背景:AIデータセンターの増大する課題
近年、AIワークロードの急増により、データセンターの相互接続技術は新たな課題に直面しています。特に、従来の電気信号による相互接続は、高速化に伴う電力消費の増加、信号損失、帯域幅密度の限界といった問題が顕在化しています。この状況を打破するため、光通信技術をより深く、そして直接的に集積するCo-Packaged Optics(CPO)が、次世代のAIデータセンターにおける重要なソリューションとして浮上しています。
主要な内容:CPO技術と期待される効果
CPOは、光コンポーネントとホストコンピューティングチップ(多くの場合、スイッチASIC)を同一パッケージ内に統合する技術です。これにより、電気信号の伝送距離を極めて短くすることが可能になり、以下のような顕著なメリットが期待されます。
- 電力消費の劇的な削減: 相互接続にかかる電力を従来の60-70%削減できると試算されています。これは、特に大規模なAIクラスタにおいて運用コストに大きな影響を与えます。
- 帯域幅密度の飛躍的な向上: パッケージレベルでの統合により、ボード上の配線スペースを節約し、帯域幅密度を100%以上向上させることが可能です。これにより、より多くのGPUを効率的に接続できるようになります。
- 信号品質の改善と低遅延: 電気配線が短くなることで信号の劣化が抑制され、信号の歪みが低減されます。結果として、安定した低遅延通信が実現し、AIモデルの学習効率向上に寄与します。

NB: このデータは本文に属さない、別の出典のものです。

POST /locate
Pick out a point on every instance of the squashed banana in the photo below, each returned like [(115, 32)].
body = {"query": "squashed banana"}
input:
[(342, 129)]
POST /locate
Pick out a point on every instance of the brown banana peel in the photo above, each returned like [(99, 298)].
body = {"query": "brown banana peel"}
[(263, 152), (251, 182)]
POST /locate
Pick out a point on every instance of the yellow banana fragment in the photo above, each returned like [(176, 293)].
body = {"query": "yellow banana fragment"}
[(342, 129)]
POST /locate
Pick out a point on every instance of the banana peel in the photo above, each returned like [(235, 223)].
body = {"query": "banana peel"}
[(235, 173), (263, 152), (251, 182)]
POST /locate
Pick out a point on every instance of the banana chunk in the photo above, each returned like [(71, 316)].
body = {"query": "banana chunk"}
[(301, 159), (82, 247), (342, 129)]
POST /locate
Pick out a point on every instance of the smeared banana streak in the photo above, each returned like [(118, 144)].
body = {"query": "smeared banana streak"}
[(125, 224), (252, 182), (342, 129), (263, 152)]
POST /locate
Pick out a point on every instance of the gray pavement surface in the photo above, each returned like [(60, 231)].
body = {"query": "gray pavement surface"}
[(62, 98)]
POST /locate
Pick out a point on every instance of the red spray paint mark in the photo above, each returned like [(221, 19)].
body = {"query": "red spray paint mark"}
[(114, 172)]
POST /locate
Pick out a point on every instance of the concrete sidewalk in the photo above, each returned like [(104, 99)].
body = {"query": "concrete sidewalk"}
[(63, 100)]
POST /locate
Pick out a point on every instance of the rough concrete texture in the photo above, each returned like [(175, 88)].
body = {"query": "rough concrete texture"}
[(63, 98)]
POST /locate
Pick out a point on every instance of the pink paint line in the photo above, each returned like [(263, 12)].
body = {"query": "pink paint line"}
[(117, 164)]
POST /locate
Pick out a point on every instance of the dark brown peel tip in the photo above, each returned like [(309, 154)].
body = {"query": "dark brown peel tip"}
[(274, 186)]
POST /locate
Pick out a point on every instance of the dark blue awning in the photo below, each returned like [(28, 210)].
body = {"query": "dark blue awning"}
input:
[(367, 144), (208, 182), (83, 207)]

技術的な進展としては、TSMCがCOUPE(Co-Co Package on Ultra-Dense Electrical Interconnect)と呼ばれる3Dパッケージングプロセスを開発し、CPOの実装を加速させています。また、BroadcomやNVIDIAといった主要なネットワークおよびAIチップベンダーも、2026年をCPOの本格的な商用展開が始まる年と位置づけ、対応製品の開発を進めています。特に、NVIDIAはSpectrum-XイーサネットスイッチにCPO技術を導入し、1.6Tb/sのシリコンフォトニクス光エンジンをサポートする計画を明らかにしています。
影響と展望:AIインフラの変革を推進
CPOの導入は、AIデータセンターの設計思想そのものを変革する可能性を秘めています。ギガワット級のAIインフラが求められる時代において、CPOは電力効率とスケーラビリティの確保に不可欠な技術となるでしょう。長期的には、ラック内短距離通信においても銅配線から光配線への移行が進む可能性も示唆されており、将来のAIコンピューティングの基盤を形成する上で極めて重要な役割を果たすと予測されます。また、CPOの進化は、Linear-drive Pluggable Optics(LPO)やNear-Packaged Optics(NPO)といった中間的な技術との連携も含め、AIデータセンターにおける光相互接続の多様な選択肢を提示しています。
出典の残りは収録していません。